BBB provides the following tips for caregivers to help them care for the ones they love:
Warning signs that financial fraud may occur
- Frequent junk mail and spam calls. Incoming junk mail (illegitimate sweepstakes offers, etc.) or receiving frequent calls from people offering valuable rewards or asking for charitable donations are signs that fraud could easily occur, or may have already occurred.
- Unfamiliar payments are being made. Checks written or payments made to unfamiliar or out-of-state companies should be a red flag.
- Acting secretively about phone calls or messages. When an individual hides or acts secretively about phone calls and messages, it could be a sign that they have engaged a scammer.
- Sudden problems paying bills or buying food and other necessities. A sudden lack of funds could mean that an individual’s money is being drained in some form of scam activity. The cause should be investigated to rule out fraud.
Tips for helping your loved one
- Become familiar with common scams targeting older adults. Knowing the most common tactics used to target older adults can help you more easily identify when scams occur.

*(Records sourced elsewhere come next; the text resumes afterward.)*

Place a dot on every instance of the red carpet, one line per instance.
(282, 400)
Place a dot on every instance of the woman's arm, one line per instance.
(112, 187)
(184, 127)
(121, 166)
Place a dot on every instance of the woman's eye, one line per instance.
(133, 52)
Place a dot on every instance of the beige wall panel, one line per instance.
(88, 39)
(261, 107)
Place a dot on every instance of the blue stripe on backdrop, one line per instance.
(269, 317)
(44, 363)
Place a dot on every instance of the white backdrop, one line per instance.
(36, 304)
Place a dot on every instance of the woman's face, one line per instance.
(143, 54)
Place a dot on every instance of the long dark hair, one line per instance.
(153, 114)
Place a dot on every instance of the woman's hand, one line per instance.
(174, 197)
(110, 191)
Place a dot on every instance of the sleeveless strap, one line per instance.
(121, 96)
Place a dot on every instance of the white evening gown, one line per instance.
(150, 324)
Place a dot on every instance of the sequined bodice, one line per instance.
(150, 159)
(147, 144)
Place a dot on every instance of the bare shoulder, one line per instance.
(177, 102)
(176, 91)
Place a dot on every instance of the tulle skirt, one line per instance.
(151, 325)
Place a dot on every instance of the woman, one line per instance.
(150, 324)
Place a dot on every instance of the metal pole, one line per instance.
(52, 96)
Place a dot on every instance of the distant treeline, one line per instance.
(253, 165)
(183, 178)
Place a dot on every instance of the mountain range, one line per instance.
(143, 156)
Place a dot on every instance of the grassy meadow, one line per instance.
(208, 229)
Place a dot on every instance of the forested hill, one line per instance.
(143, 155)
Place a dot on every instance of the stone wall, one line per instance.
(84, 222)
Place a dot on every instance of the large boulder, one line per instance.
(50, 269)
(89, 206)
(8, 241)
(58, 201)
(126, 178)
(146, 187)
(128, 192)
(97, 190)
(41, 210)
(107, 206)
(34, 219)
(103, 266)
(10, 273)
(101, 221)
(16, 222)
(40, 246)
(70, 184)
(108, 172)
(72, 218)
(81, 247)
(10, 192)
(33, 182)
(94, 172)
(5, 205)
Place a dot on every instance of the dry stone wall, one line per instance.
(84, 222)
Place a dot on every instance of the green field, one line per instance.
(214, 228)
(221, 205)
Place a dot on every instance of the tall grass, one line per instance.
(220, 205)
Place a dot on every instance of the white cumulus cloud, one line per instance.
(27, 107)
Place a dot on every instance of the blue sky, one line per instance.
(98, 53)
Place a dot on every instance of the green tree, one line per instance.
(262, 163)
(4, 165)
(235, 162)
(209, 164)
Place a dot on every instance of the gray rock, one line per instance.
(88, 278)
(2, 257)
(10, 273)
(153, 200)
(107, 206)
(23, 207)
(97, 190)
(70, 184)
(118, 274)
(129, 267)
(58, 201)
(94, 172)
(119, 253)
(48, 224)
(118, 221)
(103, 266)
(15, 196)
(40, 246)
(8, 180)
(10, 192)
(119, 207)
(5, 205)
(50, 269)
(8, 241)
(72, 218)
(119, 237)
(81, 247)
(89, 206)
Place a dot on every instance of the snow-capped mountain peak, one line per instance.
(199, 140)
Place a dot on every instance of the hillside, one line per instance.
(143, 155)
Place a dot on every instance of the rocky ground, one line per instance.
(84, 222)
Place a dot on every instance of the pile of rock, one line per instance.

- Emphasize the criminal nature of telemarketing and email fraud. Help your loved one learn how to identify it and help them understand that these tactics are illegal. In participating, it is possible they could be pulled into criminal activity unknowingly.
- Encourage the person to ignore phone calls and messages that appear suspicious. Don’t reply to, or click links within, emails or text messages that they are not familiar with.
- Have a calm discussion about securing accounts and monitoring finances. Helping older adults monitor their finances can be a great way to prevent scam activity and identify it if it has occurred.
- Help the person change his or her phone number. If constant calls continue, it may be worth changing the person’s phone number. Registering the number with the Do Not Call list is a great first step, although scammers won’t necessarily follow the Do-Not-Call list laws. If unsafe calls continue, it may be best to change the phone number.
- Take care of yourself. Caring for another is no easy task. Studies show that as many as 70 percent of family caregivers experience depression or anxiety. Many develop chronic health problems at nearly twice the rate of non-caregivers. Remember to recharge by taking time for yourself, eating healthy and exercising. Consider respite care for a bit of necessary extended breaks. The Take Time Texas site provides several resources to help caregivers get the rest they need.